Stephen didn’t always ask about my day— there were times, quite frankly, when we didn’t bother— but most nights he did, and so it was easy enough to describe the disquieting interview in the hallway as Jean-Soleil’s madness.  I wasn’t fool enough to phrase it as asking for permission — that was a sure way not to get it— but rather, I portrayed the choice of play as a daring move, a dangerous move, but possibly a brilliant one, and then asked Stephen what he thought.  It galled, a bit, to admit that the choice of play was in fact all of those things, but I was a grown woman and capable of swallowing a bit of bile.

I found to my astonishment that Stephen was smiling by the end of my story, albeit in his mild, granite-like way.  “What?” I asked, and he chuckled.

“You’ll be magnificent,” he told me, which was true, but irrelevant:  a front.

“That’s what I said,” I frowned.  “But what else was there?”

Stephen tossed his napkin next to his glace cup and stood.  “I was thinking,” he said, “That it’s one of my favorite plays.”

My jaw dropped, albeit less than it might have.  “You’re kidding.”

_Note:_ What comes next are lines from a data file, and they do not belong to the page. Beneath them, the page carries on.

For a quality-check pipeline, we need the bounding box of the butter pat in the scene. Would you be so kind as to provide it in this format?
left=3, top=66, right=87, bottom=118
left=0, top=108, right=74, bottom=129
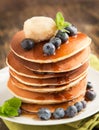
left=23, top=16, right=57, bottom=42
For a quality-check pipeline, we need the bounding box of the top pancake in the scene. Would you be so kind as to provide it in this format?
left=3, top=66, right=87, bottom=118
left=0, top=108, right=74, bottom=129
left=11, top=31, right=91, bottom=63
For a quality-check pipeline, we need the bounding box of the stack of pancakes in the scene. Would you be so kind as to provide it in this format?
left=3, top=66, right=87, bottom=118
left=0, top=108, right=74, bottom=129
left=7, top=31, right=91, bottom=113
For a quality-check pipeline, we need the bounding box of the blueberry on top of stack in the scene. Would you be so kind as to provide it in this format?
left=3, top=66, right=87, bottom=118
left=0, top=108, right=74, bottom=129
left=7, top=13, right=91, bottom=120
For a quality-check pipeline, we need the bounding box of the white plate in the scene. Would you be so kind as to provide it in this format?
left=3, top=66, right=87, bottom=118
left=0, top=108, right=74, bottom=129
left=0, top=67, right=99, bottom=126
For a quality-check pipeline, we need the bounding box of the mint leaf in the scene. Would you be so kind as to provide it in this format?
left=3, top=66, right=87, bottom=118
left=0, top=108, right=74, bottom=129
left=0, top=97, right=21, bottom=117
left=55, top=12, right=71, bottom=32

“I’m not!  Always liked it.  Porphyria’s a great villainess.  Silas is even better.  I’ll come see it, if you like.”

Well, that was as much of a seal of approval as Jean-Soleil could have hoped for.  “I would like,” I admitted.  “Wait, why is Silas better than Porphyria?”

“Realistic.”

“I think they both are.”  And not only because I was the one playing Porphyria.  “Actually, the incredibly precise characterization is one of the greatest strengths of the play.”

Stephen’s eyebrows shot up.  “Silas is a small boat on a tumultuous ocean, and Porphyria’s straight greedy.  Everyone else is obscure,” he dismissed.

I shivered, and found I couldn’t agree; I remembered the crazed look on Felix’s face when he snuck into the Bastion, and I remembered what put it there.  “Porphyria isn’t greedy.  She’s holding tight to the things she loves, a very human impulse.  And her weakness isn’t avarice, it’s lack of self-awareness.  She doesn’t realize that the very thing destroying her love is the tightness of her grip.”

“Hmm!” Stephen said.  “Silas is still a boat, though.”

I smiled, and realized that I couldn’t agree with that, either.

 

* * *

 

It wasn’t until Semper found out about the play that I was able to put my finger on  _ why  _ I didn’t agree with it, though.  

He found me in my dressing room with a polite, tentative knock, fifteen minutes before the curtain went up.  From the wild eyes and stunned demeanor, I knew instantly what had happened.

“Put it away,” I said sharply, twisting my hair savagely because I suddenly did not have time.

_ “Silas Altamont,”  _ he blurted, and his arms jerked as if someone had stumbled into him from behind.  

“Put it  _ away,”  _ I repeated.  “We go onstage in  _ ten minutes; _ we’ll talk about it after.”

He gulped and nodded, turning back to the hallway, but he was a solid actor despite his inexperience, and by the time we were on stage pretending not to be in love with each other, he didn’t even know who Silas Altamont was.

 

* * *

 

“Alright,” I said when he sought me out that night.  “Spill.”

“It’s just...  Mehitabel, it’s  _ Silas Altamont.   _ What am I supposed to do with him?”

I could have humored him, I supposed, but I was tired from a long day and out of patience, and anyway, I was going to be the villain for this one, and that still stung.  So I asked instead, “Why?  What’s wrong with him?”

Semper practically shook apart, he rejected the idea so hard.  “Nothing!” he insisted.  “Silas Altamont was...”  He trailed off, and then abruptly changed tack.  “Do you know, this was the first play I ever read?  The  _ only  _ play I read, for over a year.  And Silas, he spoke to me, the way no other character had or has since.  And the thing is, Silas is a genuinely good man.  What  _ is  _ wrong with him?  Nothing.  He’s just in a bad situation.”  

Actually, I had always thought Silas slightly boring, and definitely too passive, but— 

That was the moment it solidified, clarified in my mind.  I knew what was wrong with Silas, and even more — I knew how to fix it.  I carefully began pulling hair-pins out and putting them in the bowl on the vanity; I would need a new style in before I arrived in the Mirador, at any rate.  To my own astonishment, my hands were shaking slightly.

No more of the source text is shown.